The Chinese have been forthright in recognizing and addressing deficiencies that have slowed adoption of alternative energy. The Chinese appear to have made progress in addressing the problem of curtailment in the utilization of alternative energy resources. In the first half of 2017, the rate of curtailment of wind power has declined by 7 percent and the rate of decline in curtailment of solar power was 4.5 percent. The Chinese are also addressing a host of other issues—including combating regional protectionism, curtailing construction before approvals have been obtained, and effectively enforcing emissions standards. Unlike the U.S., the Chinese understand and are eager to establish policy regimes (such as carbon trading systems) that put a price on carbon emissions.

In terms of clean energy employment, of the approximately 8.1 million clean energy jobs worldwide, 3.5 million are in China, while approximately 1 million are in the U.S. China’s National Energy Administration predicts that clean energy investment will produce 13 million jobs in China between 2016 and 2020.

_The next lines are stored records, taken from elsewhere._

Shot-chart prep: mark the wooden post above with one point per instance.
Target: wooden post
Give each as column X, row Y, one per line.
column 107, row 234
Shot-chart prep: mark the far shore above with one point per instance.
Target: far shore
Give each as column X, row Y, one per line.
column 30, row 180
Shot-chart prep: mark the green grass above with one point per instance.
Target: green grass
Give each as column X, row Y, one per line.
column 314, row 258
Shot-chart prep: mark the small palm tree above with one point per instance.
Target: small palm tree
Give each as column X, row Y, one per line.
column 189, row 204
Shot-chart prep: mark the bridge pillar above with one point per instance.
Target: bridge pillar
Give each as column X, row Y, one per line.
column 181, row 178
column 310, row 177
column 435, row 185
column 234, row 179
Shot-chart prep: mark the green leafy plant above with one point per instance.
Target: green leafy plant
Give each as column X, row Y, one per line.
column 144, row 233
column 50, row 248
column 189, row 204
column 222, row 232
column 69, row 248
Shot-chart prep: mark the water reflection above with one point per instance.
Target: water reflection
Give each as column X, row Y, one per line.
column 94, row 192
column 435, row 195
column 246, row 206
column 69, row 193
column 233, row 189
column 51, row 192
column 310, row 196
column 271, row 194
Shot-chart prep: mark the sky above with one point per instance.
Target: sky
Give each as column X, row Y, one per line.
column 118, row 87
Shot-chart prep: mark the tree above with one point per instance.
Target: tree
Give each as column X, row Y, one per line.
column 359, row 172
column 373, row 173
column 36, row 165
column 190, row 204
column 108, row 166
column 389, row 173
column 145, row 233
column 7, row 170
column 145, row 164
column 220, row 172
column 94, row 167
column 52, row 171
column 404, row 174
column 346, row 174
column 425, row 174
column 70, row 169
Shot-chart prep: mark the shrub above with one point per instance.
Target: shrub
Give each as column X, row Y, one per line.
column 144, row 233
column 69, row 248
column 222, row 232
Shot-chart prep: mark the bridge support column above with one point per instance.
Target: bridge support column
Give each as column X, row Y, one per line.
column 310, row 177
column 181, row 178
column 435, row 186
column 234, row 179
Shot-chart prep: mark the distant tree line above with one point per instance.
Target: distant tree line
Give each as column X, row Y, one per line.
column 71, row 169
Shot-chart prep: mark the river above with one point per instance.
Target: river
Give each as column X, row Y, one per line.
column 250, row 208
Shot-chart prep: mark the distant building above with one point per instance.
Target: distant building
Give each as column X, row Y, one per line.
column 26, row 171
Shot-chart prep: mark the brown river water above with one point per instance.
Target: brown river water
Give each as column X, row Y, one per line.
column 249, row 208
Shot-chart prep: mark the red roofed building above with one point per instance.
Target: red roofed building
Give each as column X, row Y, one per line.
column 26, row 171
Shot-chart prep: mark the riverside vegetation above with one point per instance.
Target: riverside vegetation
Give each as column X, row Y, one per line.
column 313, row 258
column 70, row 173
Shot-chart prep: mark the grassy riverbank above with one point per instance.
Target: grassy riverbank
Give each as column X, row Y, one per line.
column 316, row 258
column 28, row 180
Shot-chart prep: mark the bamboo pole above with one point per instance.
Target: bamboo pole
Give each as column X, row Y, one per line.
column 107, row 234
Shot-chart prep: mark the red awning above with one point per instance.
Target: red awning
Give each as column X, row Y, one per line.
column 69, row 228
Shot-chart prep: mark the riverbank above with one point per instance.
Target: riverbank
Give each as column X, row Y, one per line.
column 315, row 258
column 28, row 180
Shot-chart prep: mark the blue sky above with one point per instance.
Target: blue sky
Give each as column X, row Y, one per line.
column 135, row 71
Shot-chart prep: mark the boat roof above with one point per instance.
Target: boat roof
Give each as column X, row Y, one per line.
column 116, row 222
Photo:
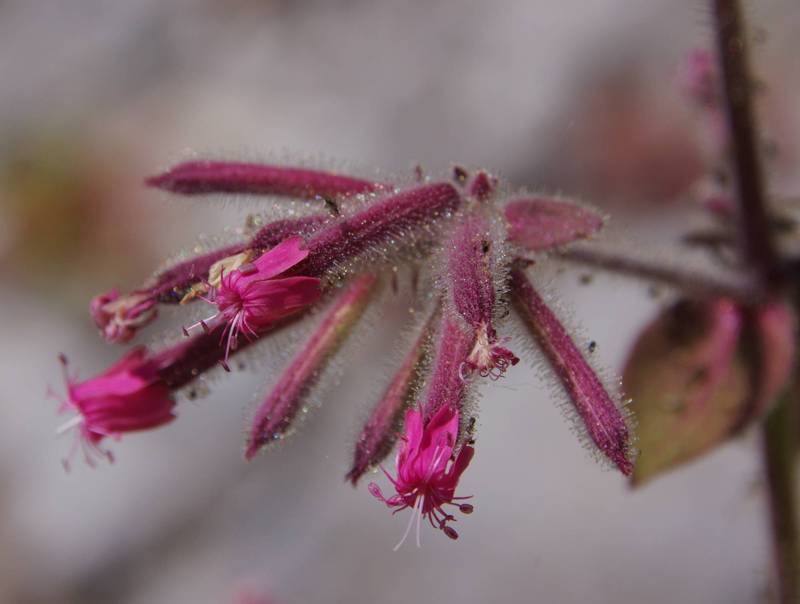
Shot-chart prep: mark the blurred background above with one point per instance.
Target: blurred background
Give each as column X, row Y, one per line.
column 575, row 96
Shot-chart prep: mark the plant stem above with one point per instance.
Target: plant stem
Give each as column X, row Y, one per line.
column 759, row 252
column 779, row 451
column 758, row 244
column 706, row 286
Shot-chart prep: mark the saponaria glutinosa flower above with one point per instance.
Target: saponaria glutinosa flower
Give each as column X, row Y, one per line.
column 462, row 237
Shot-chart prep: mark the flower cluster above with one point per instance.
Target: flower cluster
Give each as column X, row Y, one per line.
column 464, row 238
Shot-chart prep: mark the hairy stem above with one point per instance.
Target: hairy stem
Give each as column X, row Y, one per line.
column 760, row 253
column 690, row 283
column 779, row 450
column 758, row 246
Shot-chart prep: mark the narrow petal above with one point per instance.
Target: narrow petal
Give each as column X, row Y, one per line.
column 604, row 421
column 119, row 317
column 274, row 417
column 201, row 177
column 380, row 430
column 539, row 223
column 280, row 258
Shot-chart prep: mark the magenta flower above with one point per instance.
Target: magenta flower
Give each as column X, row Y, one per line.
column 428, row 472
column 250, row 299
column 129, row 396
column 462, row 236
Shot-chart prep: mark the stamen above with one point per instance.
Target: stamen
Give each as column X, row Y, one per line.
column 70, row 423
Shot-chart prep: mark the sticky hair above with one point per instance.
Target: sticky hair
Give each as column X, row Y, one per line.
column 328, row 375
column 528, row 349
column 419, row 311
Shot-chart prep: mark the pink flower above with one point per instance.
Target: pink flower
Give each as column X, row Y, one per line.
column 129, row 396
column 250, row 298
column 427, row 474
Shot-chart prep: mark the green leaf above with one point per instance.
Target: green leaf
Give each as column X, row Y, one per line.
column 689, row 384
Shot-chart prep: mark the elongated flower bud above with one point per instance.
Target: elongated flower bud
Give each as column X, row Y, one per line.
column 448, row 384
column 538, row 223
column 380, row 430
column 604, row 421
column 471, row 270
column 389, row 219
column 274, row 417
column 201, row 177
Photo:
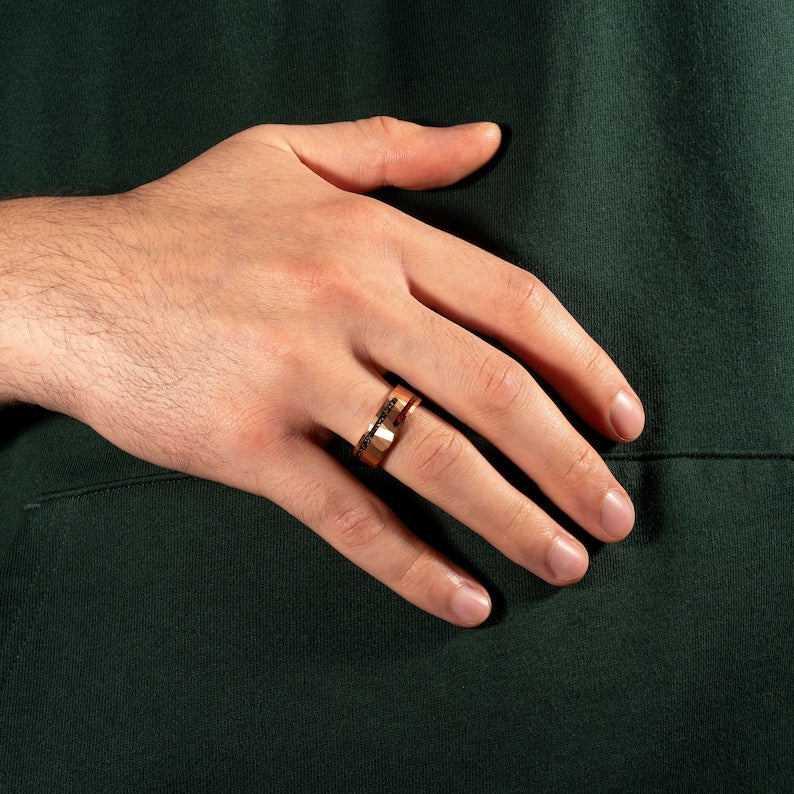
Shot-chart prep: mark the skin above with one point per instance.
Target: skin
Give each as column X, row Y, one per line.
column 228, row 319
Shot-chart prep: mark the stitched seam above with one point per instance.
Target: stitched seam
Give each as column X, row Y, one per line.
column 119, row 485
column 698, row 455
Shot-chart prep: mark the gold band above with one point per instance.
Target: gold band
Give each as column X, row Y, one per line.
column 383, row 430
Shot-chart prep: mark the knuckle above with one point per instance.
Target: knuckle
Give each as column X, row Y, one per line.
column 386, row 125
column 500, row 385
column 595, row 365
column 437, row 455
column 582, row 469
column 524, row 298
column 359, row 526
column 415, row 574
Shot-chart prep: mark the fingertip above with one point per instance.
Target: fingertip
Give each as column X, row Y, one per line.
column 626, row 416
column 568, row 560
column 470, row 605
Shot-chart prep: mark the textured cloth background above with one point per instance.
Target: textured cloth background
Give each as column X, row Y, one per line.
column 158, row 632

An insightful U.S. administration might realize that its often stated objective of reducing the trade deficit with China will be accomplished by market forces such as the growing export and sale of U.S. LNG to China grows. The irony, of course, is that the vehicle for the realization of the Trump administration’s objective with respect to U.S.-China trade deficits is the furtherance of China’s clean energy policies. An administration truly devoted to increasing employment opportunities for workers from hard-hit industries would see the value in promoting renewable energy development, which is producing a bounty of good paying jobs. Unfortunately, our present executive branch is actively working against the best interests of the country and ceding leadership to the rest of the world. China stands to be one of the greatest beneficiaries of this folly.